Well, Maudsley happened to be a proponent of degeneration & de-evolution theory. He believed in evolution, but also believed there must be a counterbalance, a de-evolution. In his 1870 book ‘Body and Mind’, Maudsley talks about hysterical insanity – again, referring to women in particular. The diagnosis of hysteria isn’t just about physical signs, e.g. convulsions, but it also talks about moral issues, conversation that tends to be erotic or the obscene. Maudsley believed that these hysterical women would fall foul to moral perversion if they are not put under the control of a psychiatrist.
So this is a top psychiatrist, who believes in de-evolution, and is obviously using hysterical women as his target here. His description of what we would now see as traumatised women would today be abhorrent. (And by the way, those convulsions and moral issues are probably emotional flashbacks.)
Dr Wallis explains that a lot of diagnoses aren’t around today, with social and cultural factors continuing to have an influence on diagnosis now.
Shellshock was also mentioned as an example of this – now known as PTSD, and the symptoms having changed as well.
This shows us how trauma presentations can differ hugely with time, given society’s assumptions and expectations towards it.
Time To Move On
Whilst we’re taking steps in the right direction and have already moved away from the label of hysteria, the modern equivalent of borderline personality disorder (or even emotionally unstable personality disorder… or explosive anger disorder… or any of these other horrific labels) treats patients – mostly women – in exactly the same individual-blaming trauma-invalidating ways.

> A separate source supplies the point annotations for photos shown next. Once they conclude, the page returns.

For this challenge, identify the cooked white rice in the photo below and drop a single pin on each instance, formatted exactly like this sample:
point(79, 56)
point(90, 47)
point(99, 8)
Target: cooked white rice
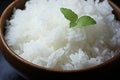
point(41, 34)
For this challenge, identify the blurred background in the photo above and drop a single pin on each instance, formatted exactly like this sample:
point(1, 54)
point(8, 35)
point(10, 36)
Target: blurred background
point(6, 71)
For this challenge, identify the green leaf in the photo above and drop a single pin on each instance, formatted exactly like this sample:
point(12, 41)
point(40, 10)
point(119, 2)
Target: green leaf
point(73, 24)
point(86, 21)
point(70, 15)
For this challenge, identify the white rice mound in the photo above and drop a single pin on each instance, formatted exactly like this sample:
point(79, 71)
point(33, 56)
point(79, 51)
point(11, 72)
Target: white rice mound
point(41, 34)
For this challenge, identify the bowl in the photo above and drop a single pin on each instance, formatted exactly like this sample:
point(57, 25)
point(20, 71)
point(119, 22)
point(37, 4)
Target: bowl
point(35, 72)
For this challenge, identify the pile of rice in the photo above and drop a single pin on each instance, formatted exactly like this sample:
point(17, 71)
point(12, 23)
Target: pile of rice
point(41, 34)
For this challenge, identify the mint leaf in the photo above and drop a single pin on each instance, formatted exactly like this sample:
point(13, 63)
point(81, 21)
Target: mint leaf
point(70, 15)
point(86, 21)
point(74, 20)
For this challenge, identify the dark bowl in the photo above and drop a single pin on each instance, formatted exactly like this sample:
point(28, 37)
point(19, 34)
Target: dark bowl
point(36, 72)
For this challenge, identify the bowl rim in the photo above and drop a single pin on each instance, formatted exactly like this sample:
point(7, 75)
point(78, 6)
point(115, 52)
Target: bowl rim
point(41, 67)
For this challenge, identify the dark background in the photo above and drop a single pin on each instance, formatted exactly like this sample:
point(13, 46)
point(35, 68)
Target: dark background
point(6, 71)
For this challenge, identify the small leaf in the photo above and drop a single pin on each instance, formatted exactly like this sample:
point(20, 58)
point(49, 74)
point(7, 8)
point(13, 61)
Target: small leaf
point(86, 21)
point(73, 24)
point(70, 15)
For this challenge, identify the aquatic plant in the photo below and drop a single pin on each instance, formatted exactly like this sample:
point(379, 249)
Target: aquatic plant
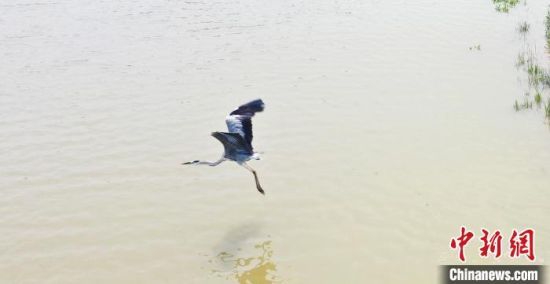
point(547, 23)
point(520, 61)
point(504, 6)
point(475, 47)
point(523, 28)
point(538, 98)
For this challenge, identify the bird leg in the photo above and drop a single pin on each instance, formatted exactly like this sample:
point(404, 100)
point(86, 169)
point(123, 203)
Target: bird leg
point(212, 164)
point(258, 186)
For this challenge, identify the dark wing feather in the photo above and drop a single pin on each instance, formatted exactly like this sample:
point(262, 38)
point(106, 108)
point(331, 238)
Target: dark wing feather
point(233, 144)
point(240, 120)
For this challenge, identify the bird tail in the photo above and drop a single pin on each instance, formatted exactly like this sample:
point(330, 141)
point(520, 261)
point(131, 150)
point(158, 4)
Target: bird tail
point(249, 108)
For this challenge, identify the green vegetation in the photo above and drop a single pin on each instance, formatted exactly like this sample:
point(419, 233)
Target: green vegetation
point(504, 6)
point(523, 28)
point(547, 23)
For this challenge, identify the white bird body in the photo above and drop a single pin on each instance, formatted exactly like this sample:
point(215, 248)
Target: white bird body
point(237, 142)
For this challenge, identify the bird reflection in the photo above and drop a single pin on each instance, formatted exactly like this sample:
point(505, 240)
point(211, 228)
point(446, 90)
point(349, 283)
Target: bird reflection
point(258, 268)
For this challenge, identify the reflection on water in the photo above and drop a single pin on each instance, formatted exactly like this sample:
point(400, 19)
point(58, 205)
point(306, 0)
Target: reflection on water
point(257, 268)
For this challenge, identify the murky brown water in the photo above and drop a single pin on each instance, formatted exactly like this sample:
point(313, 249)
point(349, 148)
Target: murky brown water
point(383, 134)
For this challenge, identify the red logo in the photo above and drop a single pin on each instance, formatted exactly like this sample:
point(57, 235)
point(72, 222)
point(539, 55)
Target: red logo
point(521, 243)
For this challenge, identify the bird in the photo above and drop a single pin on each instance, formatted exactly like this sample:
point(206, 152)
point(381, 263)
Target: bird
point(237, 142)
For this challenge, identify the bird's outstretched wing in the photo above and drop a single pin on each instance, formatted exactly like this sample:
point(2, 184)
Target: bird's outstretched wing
point(233, 144)
point(240, 120)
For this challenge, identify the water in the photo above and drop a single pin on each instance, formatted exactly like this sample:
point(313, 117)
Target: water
point(383, 134)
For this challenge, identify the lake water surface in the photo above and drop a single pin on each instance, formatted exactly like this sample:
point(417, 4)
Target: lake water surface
point(383, 133)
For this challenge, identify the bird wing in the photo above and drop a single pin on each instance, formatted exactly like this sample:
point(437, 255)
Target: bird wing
point(240, 120)
point(233, 143)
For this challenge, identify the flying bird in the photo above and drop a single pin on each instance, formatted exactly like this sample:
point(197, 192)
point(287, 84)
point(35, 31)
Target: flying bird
point(237, 142)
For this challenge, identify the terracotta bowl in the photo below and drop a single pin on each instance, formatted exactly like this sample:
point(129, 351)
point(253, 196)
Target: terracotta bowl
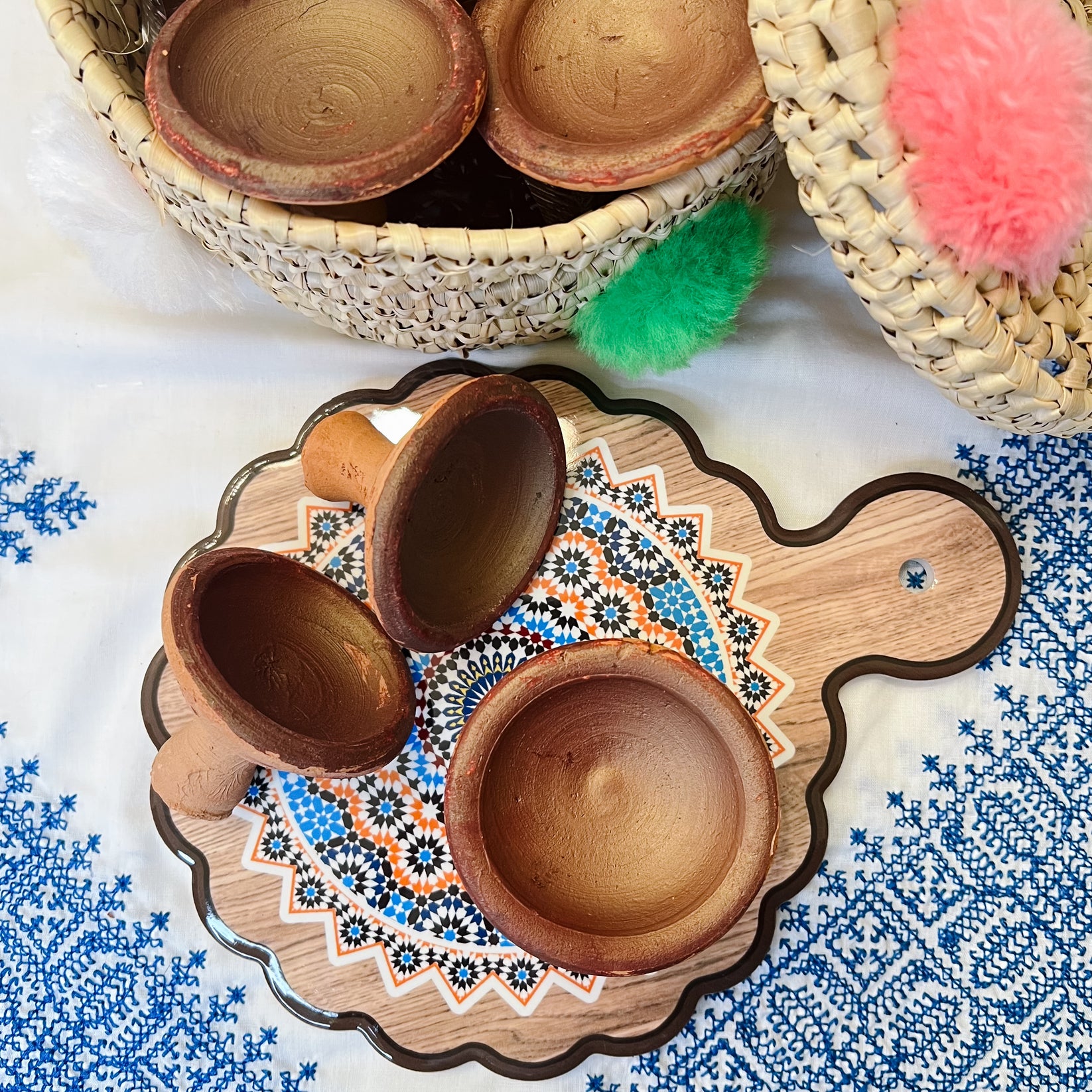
point(283, 669)
point(610, 807)
point(316, 103)
point(615, 94)
point(460, 512)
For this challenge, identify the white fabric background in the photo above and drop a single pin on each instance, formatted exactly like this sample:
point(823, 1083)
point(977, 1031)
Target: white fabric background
point(154, 413)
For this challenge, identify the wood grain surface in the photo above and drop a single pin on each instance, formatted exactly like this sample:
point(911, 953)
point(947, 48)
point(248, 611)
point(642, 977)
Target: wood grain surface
point(842, 613)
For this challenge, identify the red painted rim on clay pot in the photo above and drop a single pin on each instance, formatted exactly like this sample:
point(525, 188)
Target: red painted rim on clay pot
point(612, 807)
point(316, 103)
point(615, 94)
point(460, 512)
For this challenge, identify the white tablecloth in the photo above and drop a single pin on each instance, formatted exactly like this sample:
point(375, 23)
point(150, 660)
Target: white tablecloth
point(945, 945)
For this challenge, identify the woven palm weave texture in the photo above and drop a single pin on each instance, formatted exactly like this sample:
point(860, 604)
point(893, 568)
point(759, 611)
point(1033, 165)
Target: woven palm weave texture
point(1016, 360)
point(436, 290)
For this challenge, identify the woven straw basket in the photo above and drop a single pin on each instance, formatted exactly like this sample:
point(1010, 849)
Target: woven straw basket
point(431, 289)
point(1016, 360)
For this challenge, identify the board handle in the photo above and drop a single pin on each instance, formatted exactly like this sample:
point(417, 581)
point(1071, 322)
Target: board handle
point(926, 576)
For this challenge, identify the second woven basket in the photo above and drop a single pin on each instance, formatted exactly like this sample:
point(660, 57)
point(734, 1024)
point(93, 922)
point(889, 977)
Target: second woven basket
point(1012, 358)
point(437, 290)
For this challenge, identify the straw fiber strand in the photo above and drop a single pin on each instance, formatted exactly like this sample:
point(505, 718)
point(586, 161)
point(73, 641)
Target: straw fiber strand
point(1012, 358)
point(437, 290)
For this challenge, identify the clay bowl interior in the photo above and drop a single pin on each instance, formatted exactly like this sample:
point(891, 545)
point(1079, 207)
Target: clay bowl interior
point(466, 509)
point(612, 807)
point(613, 94)
point(294, 665)
point(316, 103)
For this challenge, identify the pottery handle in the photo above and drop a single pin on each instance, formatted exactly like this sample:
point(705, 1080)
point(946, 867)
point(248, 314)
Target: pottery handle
point(342, 458)
point(199, 772)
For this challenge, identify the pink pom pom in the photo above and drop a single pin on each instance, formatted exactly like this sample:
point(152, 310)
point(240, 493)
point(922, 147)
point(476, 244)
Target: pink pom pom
point(996, 96)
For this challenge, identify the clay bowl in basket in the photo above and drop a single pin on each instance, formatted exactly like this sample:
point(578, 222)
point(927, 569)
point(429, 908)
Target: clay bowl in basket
point(460, 512)
point(612, 807)
point(316, 103)
point(282, 667)
point(614, 94)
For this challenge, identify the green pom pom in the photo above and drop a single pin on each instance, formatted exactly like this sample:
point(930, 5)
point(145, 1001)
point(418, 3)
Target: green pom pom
point(681, 297)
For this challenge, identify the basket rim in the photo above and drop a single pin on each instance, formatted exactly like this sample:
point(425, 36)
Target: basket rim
point(979, 336)
point(111, 96)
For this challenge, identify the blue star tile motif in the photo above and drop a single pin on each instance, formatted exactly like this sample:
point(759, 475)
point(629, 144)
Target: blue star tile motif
point(956, 956)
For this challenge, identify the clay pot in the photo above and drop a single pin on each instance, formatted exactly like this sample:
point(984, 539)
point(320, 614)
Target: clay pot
point(316, 103)
point(283, 669)
point(460, 512)
point(610, 807)
point(614, 94)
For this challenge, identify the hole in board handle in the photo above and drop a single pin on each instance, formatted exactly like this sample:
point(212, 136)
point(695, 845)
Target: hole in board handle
point(916, 575)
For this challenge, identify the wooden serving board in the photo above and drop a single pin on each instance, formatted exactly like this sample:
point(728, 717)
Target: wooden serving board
point(829, 604)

And no wonder, with Maudsley’s name still hanging above the NHS’s top psychiatry training hospital’s door. It’s time we challenged these un-trauma informed, abusive stalwarts of psychiatry and psychology.
Summing up her views on diagnosis, Dr Wallis thinks we’ll look back on some of our current diagnoses in 100 years and be appalled by them. (Listen back at 12:14.) Yes! Bingo! But come on – we don’t need to wait 100 years. It’s called complex trauma and it’s all around us and we can do something about it now.
Time To Validate Trauma
It’s brilliant that these topics are getting so much attention in the media at the moment, and we are finally able to have these much-needed discussions.
But it’s really disappointing that people still aren’t validating the bigger picture of trauma, abolishing modern-day hysteria ‘personality disorder’ labels, talking about complex trauma & emotional flashbacks, and calling for wider trauma-informed practice and care.